Although the ruling coalition has agreed to support ratification of the treaty, scheduled for November 30, several politicians have already warned that future discussions on the sub-treaties could be contested.
"We will support this general treaty," said Peter Weiss, an MP for the reformed communist Party of the Democratic Left (SDĽ). "But we won't sign blank checks to say that we'll support the following sub-treaties. There will surely be big discussions in the future."
Pavol Hamžík, head of the coalition Party of Civic Reconciliation (SOP) added on November 29 that his party "sees certain risks in the future with respect to these sub-treaties. Many questions remain open."

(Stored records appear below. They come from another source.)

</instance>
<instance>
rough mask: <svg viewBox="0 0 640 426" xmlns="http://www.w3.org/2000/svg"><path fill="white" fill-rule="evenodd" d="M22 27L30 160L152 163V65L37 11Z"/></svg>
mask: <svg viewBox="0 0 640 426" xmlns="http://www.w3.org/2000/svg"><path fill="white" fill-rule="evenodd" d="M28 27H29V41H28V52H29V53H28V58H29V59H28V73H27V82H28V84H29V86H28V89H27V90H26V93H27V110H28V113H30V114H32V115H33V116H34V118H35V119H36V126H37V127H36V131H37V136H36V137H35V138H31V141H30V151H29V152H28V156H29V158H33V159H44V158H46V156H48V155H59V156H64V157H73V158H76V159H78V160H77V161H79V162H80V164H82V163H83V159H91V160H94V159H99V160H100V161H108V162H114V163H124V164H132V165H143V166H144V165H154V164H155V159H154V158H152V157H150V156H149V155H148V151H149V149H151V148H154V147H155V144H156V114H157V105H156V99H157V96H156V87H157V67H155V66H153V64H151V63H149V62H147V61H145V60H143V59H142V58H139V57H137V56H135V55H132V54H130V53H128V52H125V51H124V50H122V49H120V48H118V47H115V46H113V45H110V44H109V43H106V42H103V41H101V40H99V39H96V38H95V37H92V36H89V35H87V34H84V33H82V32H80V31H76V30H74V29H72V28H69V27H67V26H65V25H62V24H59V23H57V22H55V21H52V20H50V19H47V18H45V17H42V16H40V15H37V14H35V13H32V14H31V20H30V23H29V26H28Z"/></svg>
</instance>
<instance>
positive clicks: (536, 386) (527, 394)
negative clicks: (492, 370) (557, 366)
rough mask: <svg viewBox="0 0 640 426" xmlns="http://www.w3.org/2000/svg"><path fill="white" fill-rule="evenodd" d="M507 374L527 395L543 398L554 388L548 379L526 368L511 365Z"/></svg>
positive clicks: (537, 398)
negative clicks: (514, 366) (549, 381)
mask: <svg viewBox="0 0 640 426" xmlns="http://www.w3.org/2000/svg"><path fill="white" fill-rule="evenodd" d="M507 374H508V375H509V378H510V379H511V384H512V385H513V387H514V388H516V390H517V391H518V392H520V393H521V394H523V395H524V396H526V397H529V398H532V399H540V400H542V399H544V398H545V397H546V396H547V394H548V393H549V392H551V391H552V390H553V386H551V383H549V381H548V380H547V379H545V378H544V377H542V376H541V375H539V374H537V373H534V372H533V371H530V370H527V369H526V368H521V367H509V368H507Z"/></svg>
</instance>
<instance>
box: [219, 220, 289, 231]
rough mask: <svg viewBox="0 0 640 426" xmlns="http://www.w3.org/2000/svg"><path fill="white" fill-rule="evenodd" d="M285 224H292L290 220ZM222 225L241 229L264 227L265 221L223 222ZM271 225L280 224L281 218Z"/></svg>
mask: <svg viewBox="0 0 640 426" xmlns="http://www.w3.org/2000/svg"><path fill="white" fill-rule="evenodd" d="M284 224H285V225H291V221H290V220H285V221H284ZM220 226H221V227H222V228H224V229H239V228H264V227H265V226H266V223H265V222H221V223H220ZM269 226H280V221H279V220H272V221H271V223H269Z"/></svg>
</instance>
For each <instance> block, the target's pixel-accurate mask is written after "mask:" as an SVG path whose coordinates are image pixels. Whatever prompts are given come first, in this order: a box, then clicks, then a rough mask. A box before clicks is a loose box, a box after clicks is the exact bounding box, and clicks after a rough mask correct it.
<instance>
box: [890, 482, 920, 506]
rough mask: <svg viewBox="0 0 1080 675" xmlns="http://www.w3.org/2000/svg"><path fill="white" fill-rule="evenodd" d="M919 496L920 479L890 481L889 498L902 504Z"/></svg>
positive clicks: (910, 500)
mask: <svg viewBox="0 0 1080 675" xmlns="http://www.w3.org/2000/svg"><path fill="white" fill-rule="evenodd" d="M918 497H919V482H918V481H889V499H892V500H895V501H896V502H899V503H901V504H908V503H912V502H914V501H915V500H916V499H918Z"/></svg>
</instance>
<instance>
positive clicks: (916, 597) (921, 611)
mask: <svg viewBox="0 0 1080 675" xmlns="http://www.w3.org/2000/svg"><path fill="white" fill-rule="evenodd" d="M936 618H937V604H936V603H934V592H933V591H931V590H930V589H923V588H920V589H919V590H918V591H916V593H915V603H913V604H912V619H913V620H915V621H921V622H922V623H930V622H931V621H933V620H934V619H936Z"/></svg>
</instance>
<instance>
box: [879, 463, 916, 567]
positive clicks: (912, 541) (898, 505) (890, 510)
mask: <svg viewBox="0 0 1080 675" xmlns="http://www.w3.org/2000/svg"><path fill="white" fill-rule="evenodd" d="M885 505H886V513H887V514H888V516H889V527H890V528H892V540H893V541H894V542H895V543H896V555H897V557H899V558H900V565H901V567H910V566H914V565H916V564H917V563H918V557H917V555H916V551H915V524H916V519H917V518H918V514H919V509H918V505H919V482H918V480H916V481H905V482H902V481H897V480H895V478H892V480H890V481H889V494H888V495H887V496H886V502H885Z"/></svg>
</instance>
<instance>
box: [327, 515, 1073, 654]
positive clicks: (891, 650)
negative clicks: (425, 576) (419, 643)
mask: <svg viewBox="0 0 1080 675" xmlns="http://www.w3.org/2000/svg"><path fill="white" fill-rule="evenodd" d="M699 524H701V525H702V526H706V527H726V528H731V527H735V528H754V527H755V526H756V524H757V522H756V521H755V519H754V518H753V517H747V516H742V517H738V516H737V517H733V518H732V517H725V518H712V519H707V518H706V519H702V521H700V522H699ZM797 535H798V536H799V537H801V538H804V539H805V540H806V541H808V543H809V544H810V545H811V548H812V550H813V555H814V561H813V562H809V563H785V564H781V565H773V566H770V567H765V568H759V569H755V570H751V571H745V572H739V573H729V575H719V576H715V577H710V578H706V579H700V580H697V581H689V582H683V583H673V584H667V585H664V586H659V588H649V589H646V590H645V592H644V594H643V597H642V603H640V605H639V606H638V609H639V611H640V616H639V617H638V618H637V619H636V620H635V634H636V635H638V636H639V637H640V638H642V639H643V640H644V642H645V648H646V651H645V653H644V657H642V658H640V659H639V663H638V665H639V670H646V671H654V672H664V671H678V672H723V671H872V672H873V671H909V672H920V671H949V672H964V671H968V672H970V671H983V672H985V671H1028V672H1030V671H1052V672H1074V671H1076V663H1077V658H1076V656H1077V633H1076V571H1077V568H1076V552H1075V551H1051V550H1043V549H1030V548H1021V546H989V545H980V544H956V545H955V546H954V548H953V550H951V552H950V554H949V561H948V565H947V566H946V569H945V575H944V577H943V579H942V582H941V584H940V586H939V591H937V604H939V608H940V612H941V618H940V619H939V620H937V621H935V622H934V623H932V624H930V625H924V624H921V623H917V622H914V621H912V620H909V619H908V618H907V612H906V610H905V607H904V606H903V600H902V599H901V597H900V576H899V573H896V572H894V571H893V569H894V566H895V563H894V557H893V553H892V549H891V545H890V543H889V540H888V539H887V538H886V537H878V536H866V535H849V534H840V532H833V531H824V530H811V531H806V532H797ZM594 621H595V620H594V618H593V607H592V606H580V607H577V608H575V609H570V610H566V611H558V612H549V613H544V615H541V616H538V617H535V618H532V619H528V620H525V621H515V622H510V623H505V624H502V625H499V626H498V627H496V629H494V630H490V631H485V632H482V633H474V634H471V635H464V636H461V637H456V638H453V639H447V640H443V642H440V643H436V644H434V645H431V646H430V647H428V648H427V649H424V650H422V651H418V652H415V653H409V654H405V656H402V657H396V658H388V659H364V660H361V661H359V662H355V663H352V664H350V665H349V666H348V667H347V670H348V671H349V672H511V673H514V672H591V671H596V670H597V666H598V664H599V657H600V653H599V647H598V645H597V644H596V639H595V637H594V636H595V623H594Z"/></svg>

Dzurinda, for his part, stressed the importance of the treaty, which Pope John Paul II described as "creat[ing] an atmosphere which will contribute to the common good of all Slovaks". Slovak legal analysts, meanwhile, questioned the signing, saying that it would not improve Slovakia's international image and would likely result in the necessity to change existing laws on religions.
"International treaties have preference over domestic laws, and we'll have to adjust Slovak laws to be in line with this [Vatican] treaty," said Katarína Závacká, head of the Institute of State and Law in Bratislava. "My question is, why do we need this document at all?"
But representatives of the Christian Democrats (KDH) party stood by the signing of the treaty. KDH member František Mikloško said the treaty should not be viewed as a legal document, but rather a symbol of Slovakia's respect for the Catholic Church.
"This treaty is not a treaty with another state, but a treaty with a generally accepted moral institution," he said. "It confirms another aspect of Slovakia, that we respect authority."